Traders: These are the people who are trading with shorter-term outlooks. You could be trading for a few hours, or even minutes (day trader), all the way out to trading with an expected holding period of a month – or even two (swing traders).
Traders tend to use more specific indicators that are tuned in with the specific holding period that works best with their approach.
For the record, I fall more into the swing-trader category, with a trading window of 24 days as my most effecting range. I use the 20-, 50- and 200-day moving averages as my trinity of trendlines and also utilize the 20-day RSI. I include the use of several proprietary models that focus on breakout potential and how the options market is positioned on a stock.
There’s Also Another Big Difference Between Investors and Traders…
In general, investors dislike volatility. When the market, or a stock, gets volatile and starts to see extreme price swings, investors tend to worry. They prefer a smooth ride on a bullish trend. They like to set it and forget it, not have to read about their stock or worry about the fact that it may fall 15% in a week.
On the other hand, TRADERS LOVE VOLATILITY. As I’ve already said, “volatility is a trader’s best friend.” That’s one of my Ten Commandments of Trading, and it’s been true of traders since before I even knew what the market was.
You see, because traders are looking for a quick move to cash in on profits, they actively look for situations where a stock might enter what I call a “volatility surge,” or “volatility storm.” That’s when a stock goes from being relatively quiet to moving aggressively.
Think about this for a second…
The average return for the S&P 500 is somewhere around 10-12% a year. “Investors” are ecstatic to get a one-year return of 18%. I mean, that’s 50% more than the average. You’re going to retire early at that rate, right?
Well the average “trader” wants to find the opportunity to grab that 10-12% in a much shorter period – maybe 10-20 days. And then do it over and over, compounding their returns and making that 18% look like a gratuity. You only get that by finding volatility in the market BEFORE it happens, and then harnessing it.
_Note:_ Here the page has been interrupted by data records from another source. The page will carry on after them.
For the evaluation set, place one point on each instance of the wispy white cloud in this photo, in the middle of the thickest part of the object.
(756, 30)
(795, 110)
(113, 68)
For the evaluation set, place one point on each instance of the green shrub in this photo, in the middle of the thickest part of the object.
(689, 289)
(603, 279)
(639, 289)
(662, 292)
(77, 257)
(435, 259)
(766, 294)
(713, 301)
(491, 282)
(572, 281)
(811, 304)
Here’s How I Find Volatility BEFORE it Happens…
It’s MATH silly. If you didn’t know it, I’m a bit of a math nerd. That’s a good thing, because the stock market is just a bunch of numbers, and they all follow the rules of math. In this case, we’re talking distribution.
Just like your high-school chemistry class grades, the market follows a “Standard Distribution.” Remember, the old Bell Curve? Same thing, only you can apply that theory to price changes of the market or a stock (a.k.a. volatility).
Here’s how it works…
I use the Bollinger Bands as a measure of volatility, but I do it just a little differently. I look for the moments when the top and bottom Bollinger Band is at one of its smallest spreads over the last year. That’s not a “natural” resting place for the market, as it suggests that a stock has been unusually quiet or lacked volatility over the last month.
That’s the key… unusually quiet for the last month. It’s the calm before the storm.
These volatility squeezes indicate that the quiet stocks are about to return to their “normal” volatility, which means we will see a volatility breakout in the near-term future.
There’s one catch. Volatility is not directional by its nature. In other words, volatility can take a stock higher or lower, it just means that the stock is about to make a larger and faster move than it has been making for the last month. The direction, that is something that you need to determine.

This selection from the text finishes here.